In the case of this product, the invoice price is $775 (meaning, that’s what I actually paid for the product). The “allowable” amount that Medicare can reimburse me for the product is based on the published Average Sales Price (ASP). The ASP for this product is $758, and that means that Medicare pays $606.40. As everyone understands, I must get the remaining 20% ($151.60) by billing the patient’s secondary insurance, or from the patient themselves if they do not have a secondary insurance.

Please note that the ASP ($758) is $17 less than the list price ($775). In other words, even if I collect the full amount of the Medicare allowable, I lose money!

But that’s not the whole story. It’s worse than that. There’s a 2% “sequester” in place. This means that I get paid 2% less by Medicare for EVERYTHING. Thus, what Medicare will actually pay me is not $606.40 but $594.27 after the sequester. The secondary should still pay $151.60, but the total is now only $745.87. Thus, I will lose $29.13 on the application of the product after the sequester– assuming that I am able to collect the copay. If I am not able to collect the copay, then I will lose $151.60 on each application of this product plus the sequester reduction of $12.13 for a total loss of $163.73 per application. This is unsustainable. It is simply not possible to “make up” that loss using the application fee. If one uses the manufacturer’s recommended number of applications, let us say 10, then you are now out of pocket a total of $1,637.30 for each “episode of care.”

Now let’s consider Medicare’s new requirement that I must use products that are almost exactly the size of the ulcer. This size requirement makes it increasingly difficult to use CTPs appropriately, since the smaller sizes are more expensive per sq cm! Unfortunately, the ASP pricing assumes uniform pricing per square centimeter regardless of the actual invoice price. Thus, when smaller pieces are used, the loss per application is even greater. However, I can’t use a larger piece (the price of which is closer to the ASP) because the charges will be denied for unnecessary wastage. It is truly a Catch-22. Until Medicare places a sliding scale of “average” pricing based on the actual cost of the product per sq cm, patients will not be getting the current standard of care because physicians cannot afford to subsidize patient care.

I cannot charge more than Medicare allows, yet the Medicare allowable does not cover the basic cost of the product.

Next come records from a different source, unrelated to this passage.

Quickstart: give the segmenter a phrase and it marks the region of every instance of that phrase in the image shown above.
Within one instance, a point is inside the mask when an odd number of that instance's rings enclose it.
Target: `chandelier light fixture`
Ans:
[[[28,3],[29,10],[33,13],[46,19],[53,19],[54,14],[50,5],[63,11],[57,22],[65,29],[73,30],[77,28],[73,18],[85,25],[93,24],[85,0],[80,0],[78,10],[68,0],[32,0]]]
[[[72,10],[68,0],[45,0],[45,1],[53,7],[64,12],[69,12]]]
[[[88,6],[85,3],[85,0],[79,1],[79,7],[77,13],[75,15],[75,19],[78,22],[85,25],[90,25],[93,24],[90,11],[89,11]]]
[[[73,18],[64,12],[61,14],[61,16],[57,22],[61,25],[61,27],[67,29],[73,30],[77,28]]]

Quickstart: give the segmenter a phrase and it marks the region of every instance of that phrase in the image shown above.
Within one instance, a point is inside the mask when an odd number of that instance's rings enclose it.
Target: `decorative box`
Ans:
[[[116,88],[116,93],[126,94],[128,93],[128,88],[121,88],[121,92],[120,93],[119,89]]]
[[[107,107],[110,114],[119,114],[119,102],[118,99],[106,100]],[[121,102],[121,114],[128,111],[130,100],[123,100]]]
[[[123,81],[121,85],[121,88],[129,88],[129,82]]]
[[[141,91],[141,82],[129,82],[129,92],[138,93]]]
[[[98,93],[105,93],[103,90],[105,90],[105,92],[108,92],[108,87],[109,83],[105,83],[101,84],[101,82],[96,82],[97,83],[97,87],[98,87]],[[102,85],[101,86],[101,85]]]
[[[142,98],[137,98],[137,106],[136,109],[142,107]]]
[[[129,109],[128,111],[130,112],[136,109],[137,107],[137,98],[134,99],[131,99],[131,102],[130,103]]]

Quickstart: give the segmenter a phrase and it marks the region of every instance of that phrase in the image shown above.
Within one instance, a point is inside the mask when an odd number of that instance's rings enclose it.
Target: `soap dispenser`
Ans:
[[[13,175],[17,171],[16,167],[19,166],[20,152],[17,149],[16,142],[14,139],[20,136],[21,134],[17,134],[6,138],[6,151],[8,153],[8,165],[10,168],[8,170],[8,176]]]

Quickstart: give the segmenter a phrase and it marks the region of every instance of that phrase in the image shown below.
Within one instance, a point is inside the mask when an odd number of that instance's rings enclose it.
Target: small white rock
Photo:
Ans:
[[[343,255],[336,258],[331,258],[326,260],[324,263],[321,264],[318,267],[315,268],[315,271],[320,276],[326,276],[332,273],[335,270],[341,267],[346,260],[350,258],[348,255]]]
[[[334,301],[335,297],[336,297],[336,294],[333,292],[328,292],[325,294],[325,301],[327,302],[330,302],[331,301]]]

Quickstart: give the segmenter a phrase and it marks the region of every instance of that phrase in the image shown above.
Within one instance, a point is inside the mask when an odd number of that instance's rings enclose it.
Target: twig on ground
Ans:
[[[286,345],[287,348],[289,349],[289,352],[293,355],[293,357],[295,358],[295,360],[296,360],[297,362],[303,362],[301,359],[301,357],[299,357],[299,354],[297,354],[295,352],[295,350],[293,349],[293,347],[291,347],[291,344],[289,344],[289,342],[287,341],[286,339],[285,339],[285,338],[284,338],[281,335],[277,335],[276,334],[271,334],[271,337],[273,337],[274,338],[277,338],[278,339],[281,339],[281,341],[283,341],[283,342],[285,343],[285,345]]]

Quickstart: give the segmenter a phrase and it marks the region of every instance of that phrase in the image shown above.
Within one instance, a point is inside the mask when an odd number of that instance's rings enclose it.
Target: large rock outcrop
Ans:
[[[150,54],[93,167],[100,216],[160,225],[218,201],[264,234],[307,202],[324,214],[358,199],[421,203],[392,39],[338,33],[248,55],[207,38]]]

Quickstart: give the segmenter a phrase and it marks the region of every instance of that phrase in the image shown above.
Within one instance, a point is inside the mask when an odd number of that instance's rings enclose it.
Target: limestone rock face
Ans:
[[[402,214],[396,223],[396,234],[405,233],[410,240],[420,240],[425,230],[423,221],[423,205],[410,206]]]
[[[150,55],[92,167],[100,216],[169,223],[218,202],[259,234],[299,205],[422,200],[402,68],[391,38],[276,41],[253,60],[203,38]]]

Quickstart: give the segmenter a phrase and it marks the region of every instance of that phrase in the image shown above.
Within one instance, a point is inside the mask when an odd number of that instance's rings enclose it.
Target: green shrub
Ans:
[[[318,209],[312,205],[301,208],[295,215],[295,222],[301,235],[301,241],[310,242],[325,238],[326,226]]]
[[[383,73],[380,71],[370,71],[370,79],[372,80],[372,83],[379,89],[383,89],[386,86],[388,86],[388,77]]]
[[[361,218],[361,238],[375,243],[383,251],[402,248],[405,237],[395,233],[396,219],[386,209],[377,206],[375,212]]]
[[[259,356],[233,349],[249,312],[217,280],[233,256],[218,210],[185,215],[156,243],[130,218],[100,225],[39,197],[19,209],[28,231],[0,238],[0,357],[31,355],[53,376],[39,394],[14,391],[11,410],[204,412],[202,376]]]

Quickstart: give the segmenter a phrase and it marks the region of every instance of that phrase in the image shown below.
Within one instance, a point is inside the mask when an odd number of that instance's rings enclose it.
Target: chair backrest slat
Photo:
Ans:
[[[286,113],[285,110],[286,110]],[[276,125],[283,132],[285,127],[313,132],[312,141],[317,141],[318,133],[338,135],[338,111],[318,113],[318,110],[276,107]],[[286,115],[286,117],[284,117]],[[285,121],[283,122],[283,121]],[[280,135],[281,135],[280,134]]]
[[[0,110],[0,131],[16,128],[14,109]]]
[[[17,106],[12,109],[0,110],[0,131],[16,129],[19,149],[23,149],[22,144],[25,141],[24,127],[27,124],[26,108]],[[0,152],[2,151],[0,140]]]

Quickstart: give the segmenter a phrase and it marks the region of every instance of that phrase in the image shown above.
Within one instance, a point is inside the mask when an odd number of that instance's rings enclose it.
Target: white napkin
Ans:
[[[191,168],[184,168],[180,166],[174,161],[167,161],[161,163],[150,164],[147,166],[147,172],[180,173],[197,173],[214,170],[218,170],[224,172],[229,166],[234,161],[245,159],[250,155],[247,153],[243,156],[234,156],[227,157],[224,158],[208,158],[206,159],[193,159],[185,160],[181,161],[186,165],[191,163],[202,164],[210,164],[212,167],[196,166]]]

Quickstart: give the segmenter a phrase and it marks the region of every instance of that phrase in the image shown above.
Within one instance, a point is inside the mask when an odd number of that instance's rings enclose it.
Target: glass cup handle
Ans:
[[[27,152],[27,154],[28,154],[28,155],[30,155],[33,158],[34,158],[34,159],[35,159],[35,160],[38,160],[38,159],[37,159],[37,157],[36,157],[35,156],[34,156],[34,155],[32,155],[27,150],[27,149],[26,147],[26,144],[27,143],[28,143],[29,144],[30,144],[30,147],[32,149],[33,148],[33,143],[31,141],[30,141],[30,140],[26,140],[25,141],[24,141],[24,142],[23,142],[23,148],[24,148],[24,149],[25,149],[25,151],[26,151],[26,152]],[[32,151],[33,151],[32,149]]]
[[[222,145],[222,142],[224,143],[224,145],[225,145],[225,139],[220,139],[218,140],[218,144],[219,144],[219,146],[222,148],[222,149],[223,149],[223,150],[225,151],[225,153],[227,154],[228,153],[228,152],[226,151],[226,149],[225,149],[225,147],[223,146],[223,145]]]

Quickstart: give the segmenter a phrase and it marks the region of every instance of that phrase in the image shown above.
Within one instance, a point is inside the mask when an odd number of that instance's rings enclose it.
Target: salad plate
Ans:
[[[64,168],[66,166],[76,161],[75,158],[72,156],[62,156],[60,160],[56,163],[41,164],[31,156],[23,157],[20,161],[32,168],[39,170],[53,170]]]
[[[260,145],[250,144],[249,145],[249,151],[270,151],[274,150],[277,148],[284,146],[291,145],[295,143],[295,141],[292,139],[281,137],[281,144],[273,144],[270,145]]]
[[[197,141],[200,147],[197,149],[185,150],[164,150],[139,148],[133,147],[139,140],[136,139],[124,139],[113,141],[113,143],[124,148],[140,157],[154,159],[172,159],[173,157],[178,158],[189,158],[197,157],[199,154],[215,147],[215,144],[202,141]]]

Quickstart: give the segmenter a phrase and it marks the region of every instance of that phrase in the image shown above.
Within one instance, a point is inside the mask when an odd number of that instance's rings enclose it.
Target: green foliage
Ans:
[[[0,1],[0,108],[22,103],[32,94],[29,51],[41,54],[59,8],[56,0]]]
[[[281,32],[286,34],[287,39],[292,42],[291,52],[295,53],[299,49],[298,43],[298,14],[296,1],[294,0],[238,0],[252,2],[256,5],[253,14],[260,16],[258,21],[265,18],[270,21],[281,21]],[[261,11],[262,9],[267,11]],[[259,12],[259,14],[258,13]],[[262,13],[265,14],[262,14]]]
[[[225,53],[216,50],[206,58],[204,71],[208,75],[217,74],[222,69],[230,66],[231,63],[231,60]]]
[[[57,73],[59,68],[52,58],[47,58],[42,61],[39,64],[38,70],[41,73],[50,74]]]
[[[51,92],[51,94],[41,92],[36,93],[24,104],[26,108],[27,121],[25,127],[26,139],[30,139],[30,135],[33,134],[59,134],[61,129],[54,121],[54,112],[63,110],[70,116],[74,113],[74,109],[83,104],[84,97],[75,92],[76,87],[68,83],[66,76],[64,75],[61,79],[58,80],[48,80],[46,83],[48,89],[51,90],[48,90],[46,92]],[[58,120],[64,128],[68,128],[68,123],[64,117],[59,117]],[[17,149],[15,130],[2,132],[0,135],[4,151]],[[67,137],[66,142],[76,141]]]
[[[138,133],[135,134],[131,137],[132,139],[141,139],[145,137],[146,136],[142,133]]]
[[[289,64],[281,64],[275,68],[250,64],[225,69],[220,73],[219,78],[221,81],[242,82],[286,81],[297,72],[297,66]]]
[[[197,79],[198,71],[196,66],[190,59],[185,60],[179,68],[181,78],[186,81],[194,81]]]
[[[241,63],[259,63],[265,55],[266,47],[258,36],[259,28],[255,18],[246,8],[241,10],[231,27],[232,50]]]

The loss of revenue inherent in using CTPs raises many ethical issues. For doctors who play by the rules, it means that CTPs can be offered only to patients with secondary insurance or to those patients who are wealthy enough to afford the copay. Keep in mind that the more expensive the CTP is, the higher the copay – which is a major reason not to use products that are, for example, $3,000 per cm2, when a product that is a fraction of that price works just as well.

I do not condone that fraud that is occurring with the use of CTP/skin subs, but I would like to point out that the only way most clinicians can keep from losing money is by taking advantage of some “under the table” discounts on the cost of the product. Our office does not accept under the table discounts, and that is a major reason why we use CTPs only rarely.  This translates directly to disparities in care.

Medicare and other insurance carriers need to be aware of the impact that their policies are having on patient care and equity. Nothing can change for the better unless all the unforeseen consequences of their policies are addressed, or until manufacturers start charging the same price per square centimeter for all product sizes. (Please stop telling me that smaller products cost more for you to make – I feel sure that for manufacturers, these issues are manageable).  The bottom line is that under the table discounts would not be necessary if the pricing was within the reimbursement guidelines that have been established by Medicare and other insurance carriers.

[Name withheld]

The opinions, comments, and content expressed or implied in my statements are solely my own and do not necessarily reflect the position or views of Intellicure or any of the boards on which I serve.